Devops is not just a world in which developers carry pagers; in fact, it doesn’t necessarily mean that application developers carry pagers at all. It’s not even just about a closer collaboration between development and operations. Instead, it can mean that other than your most junior button-pushers and your most intense hardware specialists, your operations people understand both applications and infrastructure, and that they write code as necessary to highly automate the production environment. (This is more the philosophy of Google’s Site Reliability Engineering, than it is Amazon-style devops, in other words.)
But for traditional corporate IT, it means hiring a different sort of person, and paying differently, and altering the career path.
A little while back, I had lunch with a client from a mid-market business, which they spent telling me about how efficient their IT had become, especially after virtualization — trying to persuade me that they didn’t need the cloud, now or ever.

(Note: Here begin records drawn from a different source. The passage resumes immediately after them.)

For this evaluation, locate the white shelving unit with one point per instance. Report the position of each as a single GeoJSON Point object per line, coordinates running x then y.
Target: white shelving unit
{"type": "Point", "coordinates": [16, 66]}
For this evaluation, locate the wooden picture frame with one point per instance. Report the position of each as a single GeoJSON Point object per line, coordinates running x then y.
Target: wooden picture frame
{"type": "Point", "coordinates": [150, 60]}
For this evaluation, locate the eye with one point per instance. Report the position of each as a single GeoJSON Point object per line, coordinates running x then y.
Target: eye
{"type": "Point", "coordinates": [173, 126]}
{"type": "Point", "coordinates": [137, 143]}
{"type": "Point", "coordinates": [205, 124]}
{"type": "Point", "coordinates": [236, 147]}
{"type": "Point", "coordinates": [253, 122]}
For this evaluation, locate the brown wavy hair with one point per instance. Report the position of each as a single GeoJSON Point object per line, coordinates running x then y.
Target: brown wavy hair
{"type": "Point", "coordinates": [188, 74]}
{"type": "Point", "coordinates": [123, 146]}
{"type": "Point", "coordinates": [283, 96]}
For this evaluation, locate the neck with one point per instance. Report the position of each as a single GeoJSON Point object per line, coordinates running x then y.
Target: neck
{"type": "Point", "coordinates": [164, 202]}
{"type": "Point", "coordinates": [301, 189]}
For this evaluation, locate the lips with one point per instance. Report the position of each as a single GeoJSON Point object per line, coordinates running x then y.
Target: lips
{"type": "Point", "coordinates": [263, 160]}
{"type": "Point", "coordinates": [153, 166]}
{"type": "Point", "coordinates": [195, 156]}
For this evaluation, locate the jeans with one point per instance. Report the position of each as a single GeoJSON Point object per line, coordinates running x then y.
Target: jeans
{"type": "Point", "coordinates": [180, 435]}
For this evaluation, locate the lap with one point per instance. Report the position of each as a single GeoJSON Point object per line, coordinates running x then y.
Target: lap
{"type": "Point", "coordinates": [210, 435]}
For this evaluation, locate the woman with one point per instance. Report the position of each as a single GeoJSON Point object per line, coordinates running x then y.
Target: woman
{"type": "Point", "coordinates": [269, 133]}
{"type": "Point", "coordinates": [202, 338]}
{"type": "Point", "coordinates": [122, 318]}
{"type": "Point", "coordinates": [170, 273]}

Curious, I asked how long it typically took to get a virtualized server up and running. The answer turned out to be three days — because while they could push a button and get a VM, all storage and networking still had to be manually provisioned. That led me to probe about a lot of other operations aspects, all of which were done by hand. The client eventually protested, “If I were to do the things you’re talking about, I’d have to hire programmers into operations!” I agreed that this was precisely what was needed, and the client protested that they couldn’t do that, because programmers are expensive, and besides, what would they do with their existing do-everything-by-hand staff? (I’ve heard similar sentiments many times over from clients, but this one really sticks in my mind because of how shocked this particular client was by the notion.)
Yes. Developers are expensive, and for many organizations, it may seem alien to use them in an operations capacity. But there’s a cost to a lack of agility and to unnecessarily performing tasks manually.
But lessons learned in the hot seat of hypergrowth Silicon Valley start-ups take forever to trickle into traditional corporate IT. (Even in Silicon Valley, there’s often a gulf between the way product operations works, and the way traditional IT within that same company works.)